Major League Baseball (MLB) is promoting seven professional Negro Leagues that operated between 1920 and 1948 to Major League status, in a move MLB Commissioner Rob Manfred calls “long overdue recognition.”

Statistics of players from the Negro National League, Eastern Colored League, American Negro League, East-West League, Negro Southern League, Negro National League and Negro American League are now officially considered part of MLB history.

“Individuals in the African American community have always seen the Negro Leagues as major league,” says Dr. Michael E. Lomax, a retired professor at the University of Iowa and author of the books Black Baseball Entrepreneurs, 1860-1901: Operating by Any Means Necessary and Black Baseball Entrepreneurs, 1902-1931: The Negro National and Eastern Colored Leagues.
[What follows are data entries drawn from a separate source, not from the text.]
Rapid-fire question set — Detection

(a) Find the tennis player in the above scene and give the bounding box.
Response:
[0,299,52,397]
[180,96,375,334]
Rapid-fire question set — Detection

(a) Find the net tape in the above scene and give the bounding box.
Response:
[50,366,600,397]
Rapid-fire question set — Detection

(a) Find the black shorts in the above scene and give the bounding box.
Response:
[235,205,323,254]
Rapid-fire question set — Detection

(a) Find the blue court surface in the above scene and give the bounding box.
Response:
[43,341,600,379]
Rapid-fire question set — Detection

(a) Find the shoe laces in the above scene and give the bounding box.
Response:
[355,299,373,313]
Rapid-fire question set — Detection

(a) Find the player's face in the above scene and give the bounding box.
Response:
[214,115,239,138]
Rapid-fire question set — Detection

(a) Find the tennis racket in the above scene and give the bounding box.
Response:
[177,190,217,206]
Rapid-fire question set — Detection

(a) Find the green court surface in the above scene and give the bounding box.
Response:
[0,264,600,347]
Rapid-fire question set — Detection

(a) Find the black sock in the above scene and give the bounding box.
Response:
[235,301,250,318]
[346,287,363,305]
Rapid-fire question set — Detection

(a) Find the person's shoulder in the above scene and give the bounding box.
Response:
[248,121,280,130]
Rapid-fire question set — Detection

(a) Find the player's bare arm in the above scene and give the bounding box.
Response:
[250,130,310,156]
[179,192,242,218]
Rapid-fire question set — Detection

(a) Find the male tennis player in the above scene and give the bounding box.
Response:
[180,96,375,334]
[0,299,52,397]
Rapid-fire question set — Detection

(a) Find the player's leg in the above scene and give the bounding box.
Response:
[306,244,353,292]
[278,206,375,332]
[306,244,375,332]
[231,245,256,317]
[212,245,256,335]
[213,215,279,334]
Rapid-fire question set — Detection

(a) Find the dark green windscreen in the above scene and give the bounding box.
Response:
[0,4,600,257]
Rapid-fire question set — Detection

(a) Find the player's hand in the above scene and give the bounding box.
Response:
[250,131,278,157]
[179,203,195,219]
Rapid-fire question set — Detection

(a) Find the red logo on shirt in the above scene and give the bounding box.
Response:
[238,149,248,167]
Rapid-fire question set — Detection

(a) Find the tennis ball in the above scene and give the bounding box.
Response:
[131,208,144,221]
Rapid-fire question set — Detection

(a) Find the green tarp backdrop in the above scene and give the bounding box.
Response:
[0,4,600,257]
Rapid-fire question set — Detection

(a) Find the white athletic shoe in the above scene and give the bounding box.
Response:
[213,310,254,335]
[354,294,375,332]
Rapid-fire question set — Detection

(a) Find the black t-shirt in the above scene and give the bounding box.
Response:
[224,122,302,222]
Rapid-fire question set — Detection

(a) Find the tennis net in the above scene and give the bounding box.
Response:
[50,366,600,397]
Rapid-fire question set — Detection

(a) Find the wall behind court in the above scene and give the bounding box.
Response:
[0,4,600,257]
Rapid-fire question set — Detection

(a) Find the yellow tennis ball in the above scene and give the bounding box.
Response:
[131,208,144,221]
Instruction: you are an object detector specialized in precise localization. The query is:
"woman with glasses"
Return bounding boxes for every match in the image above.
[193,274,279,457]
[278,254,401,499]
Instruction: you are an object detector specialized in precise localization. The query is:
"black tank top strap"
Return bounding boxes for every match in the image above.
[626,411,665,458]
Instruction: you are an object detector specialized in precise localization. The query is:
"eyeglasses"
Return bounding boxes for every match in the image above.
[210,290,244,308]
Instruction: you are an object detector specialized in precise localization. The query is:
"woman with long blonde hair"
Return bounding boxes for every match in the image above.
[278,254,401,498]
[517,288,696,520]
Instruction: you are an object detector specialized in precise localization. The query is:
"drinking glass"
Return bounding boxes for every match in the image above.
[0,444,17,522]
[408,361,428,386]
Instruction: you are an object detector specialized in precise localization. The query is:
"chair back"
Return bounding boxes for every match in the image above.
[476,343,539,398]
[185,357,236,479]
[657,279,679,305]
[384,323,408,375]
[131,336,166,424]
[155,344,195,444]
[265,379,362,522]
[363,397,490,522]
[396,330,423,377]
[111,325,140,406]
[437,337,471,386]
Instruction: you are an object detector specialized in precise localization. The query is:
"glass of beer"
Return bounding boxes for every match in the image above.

“Statistics are absolutely one of the foundations of baseball,” says Ron Thomas, director of the Journalism and Sports Program at Morehouse College. “Having the statistics at least reflect their accomplishments is important, in terms of the culture of the sport.”

“Doing this adds legitimacy to MLB because — at least my personal feeling is — you can’t tell me that Ted Williams was the greatest hitter if Josh Gibson never got a chance and if Williams never had to hit against Satchel Paige,” he adds.

The statistics are in

Dr. Ketra L. Armstrong, professor of sport management and director of the Center for Race and Ethnicity in Sport at the University of Michigan, says she’s happy to see the recognition, but she’s also cautious in gauging the impact.